The companies provide landlords with real-time rent price and lease information and suggest price increases. RealPage has itself boasted of helping clients raise their tenant’s rent by between 5 percent and 12 percent.

“When landlords delegate pricing decisions to algorithms, renters lose out on the benefits of competition and are faced with higher rates, while some homes are priced so high they sit vacant,” said Senator Amy Klobuchar, a cosponsor of the bill. “This bill will ensure rental property owners abide by antitrust law and let market forces determine rents.”

If enacted, the law would make it illegal for property owners to hire any service that coordinates rental pricing services and make illegal the practice of two or more rental property owners coordinating over pricing.

RealPage, in addition to being one of the primary targets of the legislation, is also the defendant in two class action lawsuits that accuse it of helping landlords to artificially drive up rents. Other defendants in that lawsuit include Greystar Real Estate Partners, Lincoln Property Co., FPI Management, Mid-America Apartment Communities, Avenue5 Residential, Equity Residential, Essex Property Trust, Thrive Communities Management and Security Properties Inc.

The second class action lawsuit accuses RealPage of being directly responsible for the historically high rent increases that took place in the markets of Miami, Orlando, Jacksonville and Tampa.

Miami saw rent prices increase by 41 percent between March of 2021 and March of 2022. Rent prices have increased substantially since 2020, but price growth slowed to 3.3 percent in 2023.

The legislation and the lawsuits came after an investigative report by the investigative journalism outlet ProPublica, which detailed the inner workings of the property management software YieldStar.

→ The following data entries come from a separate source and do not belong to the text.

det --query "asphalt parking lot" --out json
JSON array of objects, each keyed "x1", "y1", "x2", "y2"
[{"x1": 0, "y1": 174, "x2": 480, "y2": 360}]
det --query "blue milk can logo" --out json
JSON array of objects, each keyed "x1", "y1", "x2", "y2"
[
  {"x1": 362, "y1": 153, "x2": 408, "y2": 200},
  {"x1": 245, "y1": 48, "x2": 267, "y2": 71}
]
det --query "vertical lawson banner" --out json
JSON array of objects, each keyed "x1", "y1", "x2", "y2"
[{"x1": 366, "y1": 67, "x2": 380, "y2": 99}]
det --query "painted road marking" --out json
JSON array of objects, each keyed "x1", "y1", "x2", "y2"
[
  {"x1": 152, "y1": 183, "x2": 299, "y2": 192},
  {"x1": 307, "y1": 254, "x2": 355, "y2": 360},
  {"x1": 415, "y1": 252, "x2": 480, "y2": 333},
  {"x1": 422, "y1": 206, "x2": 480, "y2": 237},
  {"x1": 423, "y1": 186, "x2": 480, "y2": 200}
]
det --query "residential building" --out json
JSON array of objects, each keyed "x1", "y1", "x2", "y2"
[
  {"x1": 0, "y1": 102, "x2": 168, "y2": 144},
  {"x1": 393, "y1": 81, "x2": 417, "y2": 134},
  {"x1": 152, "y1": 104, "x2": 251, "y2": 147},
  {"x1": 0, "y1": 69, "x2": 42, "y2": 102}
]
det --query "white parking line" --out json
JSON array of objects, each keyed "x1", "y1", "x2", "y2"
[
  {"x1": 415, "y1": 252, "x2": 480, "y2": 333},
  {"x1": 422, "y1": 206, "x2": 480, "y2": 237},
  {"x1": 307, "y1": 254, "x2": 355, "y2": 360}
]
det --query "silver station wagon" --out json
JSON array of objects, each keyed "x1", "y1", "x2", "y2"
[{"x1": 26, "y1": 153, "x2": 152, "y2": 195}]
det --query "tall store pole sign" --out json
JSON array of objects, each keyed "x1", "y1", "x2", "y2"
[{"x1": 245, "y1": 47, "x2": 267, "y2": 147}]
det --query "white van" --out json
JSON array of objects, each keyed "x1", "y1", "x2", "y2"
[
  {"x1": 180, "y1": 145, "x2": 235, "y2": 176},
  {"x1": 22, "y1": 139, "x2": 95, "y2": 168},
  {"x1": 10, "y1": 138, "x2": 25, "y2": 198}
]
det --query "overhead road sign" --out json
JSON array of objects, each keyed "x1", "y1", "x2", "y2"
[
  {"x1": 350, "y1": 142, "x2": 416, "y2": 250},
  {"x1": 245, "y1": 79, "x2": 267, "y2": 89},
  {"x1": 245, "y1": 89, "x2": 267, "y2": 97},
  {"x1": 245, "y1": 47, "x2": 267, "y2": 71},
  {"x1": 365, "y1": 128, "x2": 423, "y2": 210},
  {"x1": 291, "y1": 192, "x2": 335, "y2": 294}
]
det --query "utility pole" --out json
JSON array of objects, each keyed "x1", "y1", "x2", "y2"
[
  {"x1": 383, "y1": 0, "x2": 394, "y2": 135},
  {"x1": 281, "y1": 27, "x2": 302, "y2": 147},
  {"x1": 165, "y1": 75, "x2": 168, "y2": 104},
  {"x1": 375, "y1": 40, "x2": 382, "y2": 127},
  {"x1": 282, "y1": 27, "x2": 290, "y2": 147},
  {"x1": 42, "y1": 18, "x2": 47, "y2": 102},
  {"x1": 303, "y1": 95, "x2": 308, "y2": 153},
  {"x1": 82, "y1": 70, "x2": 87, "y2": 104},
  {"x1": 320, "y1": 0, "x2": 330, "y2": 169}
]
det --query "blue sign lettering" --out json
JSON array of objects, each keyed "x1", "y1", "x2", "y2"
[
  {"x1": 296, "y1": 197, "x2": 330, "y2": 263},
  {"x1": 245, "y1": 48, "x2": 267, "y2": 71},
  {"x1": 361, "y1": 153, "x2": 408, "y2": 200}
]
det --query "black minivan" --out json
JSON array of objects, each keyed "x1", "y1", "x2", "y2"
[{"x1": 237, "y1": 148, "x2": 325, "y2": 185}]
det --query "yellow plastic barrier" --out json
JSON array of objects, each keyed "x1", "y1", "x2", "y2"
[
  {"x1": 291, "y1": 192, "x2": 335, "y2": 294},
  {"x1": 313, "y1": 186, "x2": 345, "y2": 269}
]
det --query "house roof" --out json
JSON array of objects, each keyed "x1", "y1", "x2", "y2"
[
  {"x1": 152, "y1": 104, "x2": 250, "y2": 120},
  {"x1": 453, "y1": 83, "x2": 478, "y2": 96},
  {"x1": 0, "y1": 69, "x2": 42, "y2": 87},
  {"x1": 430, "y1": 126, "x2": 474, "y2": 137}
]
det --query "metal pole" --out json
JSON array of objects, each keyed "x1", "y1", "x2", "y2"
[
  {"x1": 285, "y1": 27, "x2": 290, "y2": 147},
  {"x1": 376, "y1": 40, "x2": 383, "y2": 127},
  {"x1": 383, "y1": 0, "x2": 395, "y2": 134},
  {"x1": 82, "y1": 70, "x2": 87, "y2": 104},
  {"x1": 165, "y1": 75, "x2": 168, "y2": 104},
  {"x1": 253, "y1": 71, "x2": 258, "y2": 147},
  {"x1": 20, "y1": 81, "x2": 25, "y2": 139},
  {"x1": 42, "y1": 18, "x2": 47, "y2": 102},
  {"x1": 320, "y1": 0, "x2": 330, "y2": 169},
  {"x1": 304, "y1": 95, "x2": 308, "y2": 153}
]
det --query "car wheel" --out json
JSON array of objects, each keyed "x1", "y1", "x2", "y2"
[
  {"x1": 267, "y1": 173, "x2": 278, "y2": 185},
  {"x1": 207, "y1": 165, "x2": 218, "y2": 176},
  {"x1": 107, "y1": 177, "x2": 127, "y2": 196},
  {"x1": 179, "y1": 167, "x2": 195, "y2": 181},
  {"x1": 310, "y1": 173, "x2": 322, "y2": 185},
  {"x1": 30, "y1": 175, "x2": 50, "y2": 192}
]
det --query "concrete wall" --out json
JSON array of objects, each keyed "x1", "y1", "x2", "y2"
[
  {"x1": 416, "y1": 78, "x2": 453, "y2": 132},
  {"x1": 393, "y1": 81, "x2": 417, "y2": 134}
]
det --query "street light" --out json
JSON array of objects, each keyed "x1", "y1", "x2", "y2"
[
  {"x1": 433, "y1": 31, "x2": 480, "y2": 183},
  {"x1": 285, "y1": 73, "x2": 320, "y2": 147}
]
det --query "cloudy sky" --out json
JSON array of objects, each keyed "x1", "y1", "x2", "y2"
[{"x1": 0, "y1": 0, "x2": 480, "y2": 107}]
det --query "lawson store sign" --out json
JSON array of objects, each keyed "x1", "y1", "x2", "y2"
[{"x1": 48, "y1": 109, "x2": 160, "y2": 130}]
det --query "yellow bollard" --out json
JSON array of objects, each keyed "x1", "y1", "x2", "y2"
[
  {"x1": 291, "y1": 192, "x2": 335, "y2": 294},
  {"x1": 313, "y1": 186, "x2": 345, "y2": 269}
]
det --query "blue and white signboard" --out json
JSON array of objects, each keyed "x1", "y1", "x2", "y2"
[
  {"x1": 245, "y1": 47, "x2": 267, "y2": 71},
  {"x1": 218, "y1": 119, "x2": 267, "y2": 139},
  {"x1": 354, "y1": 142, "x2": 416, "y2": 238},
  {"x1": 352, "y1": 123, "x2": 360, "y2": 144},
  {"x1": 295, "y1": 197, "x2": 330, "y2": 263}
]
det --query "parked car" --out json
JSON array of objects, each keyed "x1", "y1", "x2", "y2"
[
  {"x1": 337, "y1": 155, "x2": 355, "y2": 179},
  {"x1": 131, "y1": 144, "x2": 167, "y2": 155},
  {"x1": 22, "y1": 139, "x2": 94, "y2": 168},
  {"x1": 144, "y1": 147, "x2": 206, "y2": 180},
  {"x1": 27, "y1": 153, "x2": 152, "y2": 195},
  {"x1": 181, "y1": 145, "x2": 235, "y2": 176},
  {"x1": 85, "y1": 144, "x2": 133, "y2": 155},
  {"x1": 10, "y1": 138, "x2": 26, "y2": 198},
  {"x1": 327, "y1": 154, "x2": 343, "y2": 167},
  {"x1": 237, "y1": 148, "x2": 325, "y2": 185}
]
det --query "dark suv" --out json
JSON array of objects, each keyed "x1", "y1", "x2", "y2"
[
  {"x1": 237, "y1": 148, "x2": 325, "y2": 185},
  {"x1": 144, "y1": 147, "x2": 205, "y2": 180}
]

At the time the report was published, RealPage claimed ProPublica’s story “contains inaccuracies and is misleading.”

“Rent prices are determined by various factors including supply and demand as well as each property owner’s unique circumstances,” the company said in a statement in 2022. “There is a housing supply shortage and that alone drives prices higher. Occupancy has been at an all-time high.”

RealPage and Yardi did not respond to requests for comment on the proposed legislation.